Calcul Masse Latier Convertisseur Oxygene

Calcul masse latier convertisseur oxygene

Outil premium pour estimer rapidement la masse de laitier d’un convertisseur à oxygène à partir de la fonte chaude, des teneurs en éléments oxydables, des additions de fondants et du niveau de FeO visé dans le laitier.

Calculateur interactif

Hypothèse de calcul: Si est converti en SiO2, P en P2O5, Mn en MnO. La masse totale de laitier est estimée par la somme des fondants, autres apports et oxydes formés, corrigée du taux de FeO visé dans le laitier.
Résultats: lancez le calcul pour afficher la masse de laitier, l’intensité spécifique en kg/t et la décomposition des oxydes.
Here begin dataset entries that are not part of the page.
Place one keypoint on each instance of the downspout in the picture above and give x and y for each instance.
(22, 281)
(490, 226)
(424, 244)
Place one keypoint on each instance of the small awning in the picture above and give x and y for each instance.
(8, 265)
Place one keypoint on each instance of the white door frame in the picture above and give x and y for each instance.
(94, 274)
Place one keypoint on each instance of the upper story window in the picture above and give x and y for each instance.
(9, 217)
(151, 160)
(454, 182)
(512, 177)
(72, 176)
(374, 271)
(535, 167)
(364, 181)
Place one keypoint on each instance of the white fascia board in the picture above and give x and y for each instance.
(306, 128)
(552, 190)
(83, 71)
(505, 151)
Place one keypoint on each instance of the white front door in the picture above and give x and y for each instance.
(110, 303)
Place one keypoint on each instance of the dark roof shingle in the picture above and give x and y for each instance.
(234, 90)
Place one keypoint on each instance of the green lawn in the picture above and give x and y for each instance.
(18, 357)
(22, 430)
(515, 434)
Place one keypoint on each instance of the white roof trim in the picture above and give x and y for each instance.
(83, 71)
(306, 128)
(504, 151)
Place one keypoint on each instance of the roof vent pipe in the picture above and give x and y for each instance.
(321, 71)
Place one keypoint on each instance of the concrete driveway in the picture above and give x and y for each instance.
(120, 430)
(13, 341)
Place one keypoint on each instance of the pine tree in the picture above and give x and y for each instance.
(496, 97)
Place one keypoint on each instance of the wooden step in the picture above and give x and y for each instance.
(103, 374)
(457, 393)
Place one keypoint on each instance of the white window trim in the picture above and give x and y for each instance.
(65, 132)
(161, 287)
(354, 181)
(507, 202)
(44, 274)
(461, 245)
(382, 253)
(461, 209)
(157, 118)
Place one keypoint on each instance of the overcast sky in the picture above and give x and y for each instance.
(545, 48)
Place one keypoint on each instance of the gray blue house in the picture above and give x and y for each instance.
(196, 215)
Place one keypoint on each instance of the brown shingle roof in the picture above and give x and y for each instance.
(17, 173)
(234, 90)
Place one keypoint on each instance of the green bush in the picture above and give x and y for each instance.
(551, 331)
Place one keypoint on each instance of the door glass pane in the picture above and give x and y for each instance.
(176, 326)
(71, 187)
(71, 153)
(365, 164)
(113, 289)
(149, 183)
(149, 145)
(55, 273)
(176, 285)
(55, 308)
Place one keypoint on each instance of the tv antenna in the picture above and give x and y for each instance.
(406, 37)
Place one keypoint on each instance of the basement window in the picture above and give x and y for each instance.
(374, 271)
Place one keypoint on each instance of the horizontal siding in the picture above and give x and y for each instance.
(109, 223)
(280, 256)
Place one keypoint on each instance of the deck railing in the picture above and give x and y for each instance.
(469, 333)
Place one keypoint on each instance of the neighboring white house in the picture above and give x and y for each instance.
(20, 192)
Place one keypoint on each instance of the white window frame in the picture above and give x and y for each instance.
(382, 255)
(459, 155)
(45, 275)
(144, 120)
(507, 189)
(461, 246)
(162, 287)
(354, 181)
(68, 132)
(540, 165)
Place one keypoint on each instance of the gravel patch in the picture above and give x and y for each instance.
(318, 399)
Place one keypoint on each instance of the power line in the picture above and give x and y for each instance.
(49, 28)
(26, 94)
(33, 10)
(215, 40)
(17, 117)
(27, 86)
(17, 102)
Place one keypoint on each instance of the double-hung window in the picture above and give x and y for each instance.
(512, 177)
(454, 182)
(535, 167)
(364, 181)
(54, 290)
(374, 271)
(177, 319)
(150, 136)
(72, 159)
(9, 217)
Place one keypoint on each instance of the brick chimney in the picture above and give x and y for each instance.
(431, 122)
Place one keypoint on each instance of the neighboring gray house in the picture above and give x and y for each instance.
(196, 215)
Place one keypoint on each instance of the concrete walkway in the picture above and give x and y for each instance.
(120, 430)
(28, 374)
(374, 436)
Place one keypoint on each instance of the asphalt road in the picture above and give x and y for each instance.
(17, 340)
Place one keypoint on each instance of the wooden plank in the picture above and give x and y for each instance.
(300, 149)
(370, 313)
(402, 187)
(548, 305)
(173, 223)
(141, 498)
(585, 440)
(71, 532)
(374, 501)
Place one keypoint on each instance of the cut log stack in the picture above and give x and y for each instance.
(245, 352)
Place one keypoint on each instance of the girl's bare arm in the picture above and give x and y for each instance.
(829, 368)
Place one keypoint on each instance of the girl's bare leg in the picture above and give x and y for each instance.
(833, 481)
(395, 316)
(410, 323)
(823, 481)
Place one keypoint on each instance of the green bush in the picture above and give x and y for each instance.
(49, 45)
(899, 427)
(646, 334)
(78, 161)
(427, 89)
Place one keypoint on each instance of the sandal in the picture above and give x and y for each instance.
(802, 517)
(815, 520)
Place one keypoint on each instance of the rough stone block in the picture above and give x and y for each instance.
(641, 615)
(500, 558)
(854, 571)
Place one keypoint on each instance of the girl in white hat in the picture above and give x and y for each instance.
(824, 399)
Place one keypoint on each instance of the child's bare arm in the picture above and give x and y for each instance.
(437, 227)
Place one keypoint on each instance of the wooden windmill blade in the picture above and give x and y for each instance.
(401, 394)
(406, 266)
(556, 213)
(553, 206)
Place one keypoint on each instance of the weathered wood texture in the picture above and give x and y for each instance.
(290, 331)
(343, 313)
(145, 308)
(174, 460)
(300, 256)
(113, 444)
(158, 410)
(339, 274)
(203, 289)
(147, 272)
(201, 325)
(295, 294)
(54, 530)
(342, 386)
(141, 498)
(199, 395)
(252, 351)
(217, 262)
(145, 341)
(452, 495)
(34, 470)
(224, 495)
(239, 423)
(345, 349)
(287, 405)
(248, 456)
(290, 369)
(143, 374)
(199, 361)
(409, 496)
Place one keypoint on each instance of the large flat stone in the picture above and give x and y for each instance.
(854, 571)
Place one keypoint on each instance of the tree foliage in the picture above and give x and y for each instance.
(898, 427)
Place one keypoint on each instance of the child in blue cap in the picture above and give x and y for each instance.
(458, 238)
Guide expert du calcul de masse de laitier en convertisseur à oxygène

Le calcul de masse de laitier en convertisseur à oxygène, souvent recherché sous la forme « calcul masse latier convertisseur oxygene », constitue une étape centrale de la conduite métallurgique dans les ateliers BOF, pour Basic Oxygen Furnace, aussi appelé convertisseur LD. Le laitier n’est pas un simple sous-produit. Il joue un rôle opérationnel majeur dans la déphosphoration, l’absorption des oxydes formés pendant le soufflage, la protection thermique du bain et le contrôle de la propreté inclusionnaire. Une estimation fiable de sa masse permet d’anticiper la consommation de chaux, la dynamique du soufflage, la capacité de la poche à laitier, les pertes métalliques et les coûts globaux de fusion.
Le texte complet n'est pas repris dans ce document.